Busch, who remains on indefinite probation, was diplomatic after the race, saying: “We didn’t need that extra yellow at the end, and I just got outmuscled by (Brad) Keselowski.”

There will be those who suggest that the caution was karma for Busch’s transgressions on and off the track. There will be those who suggest NASCAR didn’t want Busch winning just yet.

Buck told reporters that’s not how NASCAR operates.

“We don’t have any favorites,’’ he said. “We try to keep every emotion out of it.’’

Fine, then what about Lap 209?

That was entertainment.

Biffle wrecked on the frontstretech. A replay shows Busch in the lead as tire smoke from Biffle’s sliding car can be seen in the distance. If the incident came earlier in the race, the caution most likely would have been called immediately.

NASCAR did nothing.

Biffle’s car stopped on the frontstretch facing the wrong way, as Keselowski passed Busch in Turn 2.

NASCAR did nothing.

Biffle’s car turned around and drove away with the leaders going down the backstretch. They were about a mile away - a distance they could cover in roughly 20 seconds.

NASCAR did nothing.

Buck said officials in the flag stand did not see any debris on the track from the incident, so officials allowed the field to race to the finish.

It helped that Biffle drove away. In an eight-car crash on the last lap of this year’s Daytona 500, all but one car drove away.
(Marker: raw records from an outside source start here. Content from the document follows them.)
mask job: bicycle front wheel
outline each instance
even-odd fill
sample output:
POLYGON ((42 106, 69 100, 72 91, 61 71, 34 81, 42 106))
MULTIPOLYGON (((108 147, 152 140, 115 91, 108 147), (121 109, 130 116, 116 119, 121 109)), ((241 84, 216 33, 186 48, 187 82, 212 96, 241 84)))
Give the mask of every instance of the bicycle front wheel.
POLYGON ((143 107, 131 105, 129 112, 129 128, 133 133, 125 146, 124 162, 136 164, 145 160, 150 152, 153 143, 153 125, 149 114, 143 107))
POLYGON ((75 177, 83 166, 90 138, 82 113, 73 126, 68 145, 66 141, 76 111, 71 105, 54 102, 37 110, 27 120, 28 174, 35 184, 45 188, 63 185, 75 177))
Then it became a safety matter, leading series officials to call a caution and deny fans a run to the finish.

Some will applaud NASCAR for letting Sunday’s race end “naturally.’’ They’ll note how officials in other sports are prone to enforcing the rules less stringently late in a contest, so why not a race? A race is just entertainment, so give the fans what they want, they’ll say.

Yet, for every call - or non-call - officials make, they are determining what happens. Shouldn’t there be consistency from beginning to end not just in NASCAR but any sport? Or has it come to the point that fans must be catered to so they don’t run away like a spoiled child because they didn’t get what they want?

Shouldn’t it be about what’s right and fair?

If that means a race finishing under caution, then so be it.

Sometimes the right call isn’t the most popular decision, but that doesn’t make it wrong either.